Egypt's FRA issues new regulations for using fintech in non-bank finance
The new regulations enable companies licensed to practice non-banking financial activities to use fintech or outsource fintech services.
They also address the issuance of digital identities, records, contracts, and accounts for online non-banking financial transactions.
Broad goals
The new regulations provide for the creation of a record for providers of fintech outsourcing services for non-banking financial activities.
They also stipulate requirements for technology infrastructure, information systems, technology risk prevention, and after-risk recovery and resiliency.
The FRA also stipulated a group of requirements for the authentication of digital identity including usernames, passwords, identity documents, emails, mobile phone numbers, e-payment accounts, digital signatures, and biometrics.
"The use of fintech supports the capabilities of the non-banking financial sector to achieve insurance, investment, and financing inclusions.
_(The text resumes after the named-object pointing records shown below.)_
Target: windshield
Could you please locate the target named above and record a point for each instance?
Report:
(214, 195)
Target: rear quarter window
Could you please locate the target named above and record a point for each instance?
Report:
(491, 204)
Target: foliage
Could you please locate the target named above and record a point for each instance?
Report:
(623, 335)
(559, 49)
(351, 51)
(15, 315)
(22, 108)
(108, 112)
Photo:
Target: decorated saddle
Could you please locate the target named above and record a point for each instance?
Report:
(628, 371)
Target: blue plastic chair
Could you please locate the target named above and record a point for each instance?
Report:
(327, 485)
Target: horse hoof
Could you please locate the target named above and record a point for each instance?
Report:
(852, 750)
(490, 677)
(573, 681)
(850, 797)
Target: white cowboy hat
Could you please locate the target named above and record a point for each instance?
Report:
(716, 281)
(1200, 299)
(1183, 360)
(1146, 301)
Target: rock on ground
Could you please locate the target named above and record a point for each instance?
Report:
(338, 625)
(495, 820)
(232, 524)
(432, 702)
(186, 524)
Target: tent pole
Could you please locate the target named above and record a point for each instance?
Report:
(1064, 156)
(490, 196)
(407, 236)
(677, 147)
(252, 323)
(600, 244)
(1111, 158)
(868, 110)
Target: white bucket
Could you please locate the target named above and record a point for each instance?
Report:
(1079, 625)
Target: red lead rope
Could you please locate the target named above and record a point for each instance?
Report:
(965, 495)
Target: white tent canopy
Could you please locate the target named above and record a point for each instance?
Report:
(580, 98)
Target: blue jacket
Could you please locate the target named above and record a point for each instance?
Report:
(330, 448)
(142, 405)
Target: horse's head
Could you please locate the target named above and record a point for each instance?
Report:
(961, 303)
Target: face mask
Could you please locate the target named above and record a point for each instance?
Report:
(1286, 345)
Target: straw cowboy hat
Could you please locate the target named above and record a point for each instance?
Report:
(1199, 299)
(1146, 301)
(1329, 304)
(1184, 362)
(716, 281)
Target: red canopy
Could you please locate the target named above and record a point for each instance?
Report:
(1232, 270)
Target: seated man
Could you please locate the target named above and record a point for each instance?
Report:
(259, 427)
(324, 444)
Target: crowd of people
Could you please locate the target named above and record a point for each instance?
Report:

It also helps actualize Egypt's vision for financial inclusion and digital transformation," the FRA said.
Fintech in Egypt
A recent report by FINTECH Global revealed that fintech investments in Egypt reached $259 million in 2022, a 12.6 percent increase over the previous year.
Egypt's financial inclusion rates have improved between 2016 and 2022 by 147 percent, according to figures released by the Central Bank of Egypt.
In May, the Egyptian Cabinet approved amendments to the Electronic Signature Law (Law No. 15 of 2004).
The amendments make it easier for businesses to use electronic signatures, which would further streamline the business process.